Stage contains a task of very large size

We have a very small VCF (less than 5M after vep annotation), we tried to write it into mt file after annotated with some references. However, it took forever to finish. We ran for more then 6 hours for a time which doesn’t sounds right. We had some other VCFs, like 100 times bigger than this one, we finished the annotation and writing to MT file without problem.
Our workflow step is very similar to the one below.

I reviewed the hail log, the only specious lines are listed below, I am wondering what might cause a task to be too large?

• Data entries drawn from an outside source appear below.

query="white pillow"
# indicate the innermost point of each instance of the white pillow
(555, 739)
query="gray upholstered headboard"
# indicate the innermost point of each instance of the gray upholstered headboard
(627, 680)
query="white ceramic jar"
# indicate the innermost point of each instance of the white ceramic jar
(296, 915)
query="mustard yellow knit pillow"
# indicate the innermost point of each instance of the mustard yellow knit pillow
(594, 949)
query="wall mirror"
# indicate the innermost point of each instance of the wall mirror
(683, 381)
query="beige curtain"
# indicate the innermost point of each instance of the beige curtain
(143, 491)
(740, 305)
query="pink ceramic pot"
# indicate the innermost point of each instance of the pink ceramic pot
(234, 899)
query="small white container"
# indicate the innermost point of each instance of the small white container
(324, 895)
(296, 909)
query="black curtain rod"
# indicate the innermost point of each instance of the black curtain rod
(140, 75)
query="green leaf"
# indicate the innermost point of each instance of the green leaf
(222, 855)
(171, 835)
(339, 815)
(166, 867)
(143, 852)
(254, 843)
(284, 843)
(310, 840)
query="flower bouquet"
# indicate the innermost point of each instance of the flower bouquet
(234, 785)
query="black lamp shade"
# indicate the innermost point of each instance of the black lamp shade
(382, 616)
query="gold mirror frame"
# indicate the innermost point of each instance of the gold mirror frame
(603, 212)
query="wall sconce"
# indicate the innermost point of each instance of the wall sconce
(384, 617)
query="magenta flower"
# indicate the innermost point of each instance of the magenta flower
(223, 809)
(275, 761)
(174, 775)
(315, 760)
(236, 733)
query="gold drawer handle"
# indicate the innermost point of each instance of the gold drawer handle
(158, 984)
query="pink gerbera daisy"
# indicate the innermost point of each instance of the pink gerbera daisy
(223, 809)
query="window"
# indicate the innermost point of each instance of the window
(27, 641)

Thank you! We are still using hail 0.2.57. I interrupted this job for this time.

2022-04-01 03:29:38 DAGScheduler: INFO: Submitting 12 missing tasks from ResultStage 6 (MapPartitionsRDD[256] at mapPartitions at ContextRDD.scala:160) (first 15 tasks are for partitions Vector(0, 1, 2, 3, 4, 5, 6, 7, 8, 9, 10, 11))
2022-04-01 03:29:38 YarnScheduler: INFO: Adding task set 6.0 with 12 tasks
2022-04-01 03:29:38 TaskSetManager: WARN: Stage 6 contains a task of very large size (5223 KB). The maximum recommended task size is 100 KB.

hail-20220401-0324-0.2.57-582b2e31b8bd.txt (4.1 MB)

Hey @SimonLi5601 !

It’s a bit hard to comment without the exact code that y’all are executing. Is it possible to share that?

Also, how many variants did you start with? How many samples did you start with? Generally, things are quite a bit slower when starting with a VCF as opposed to a Hail MatrixTable. Seeing the exact code you ran will help us nail down the source of slowness.

I think the problem here is a lack of parallelism within your VCF. Joining a small left-side dataset against very large right-side datasets leads to very inefficient execution in Hail right now. You can fix this by importing your VCF with a bunch of partitions, using the default (file size divided by ~32MB) only gave you 12.

hl.import_vcf(path, min_partitions=1000)

@danking @tpoterba Thanks for your reply. When we import_vcf, we did set it min_partitions to 500. Somehow after VEP annotation, it is reset to 12. I used mt.repartition to 1000, it didn’t help much. It slows down significantly in the stage when 30% tasks slow. It could be a combination issue of data and software. We are trying to upgrade Hail (Hadoop, Spark, ElasticSearch accordantly).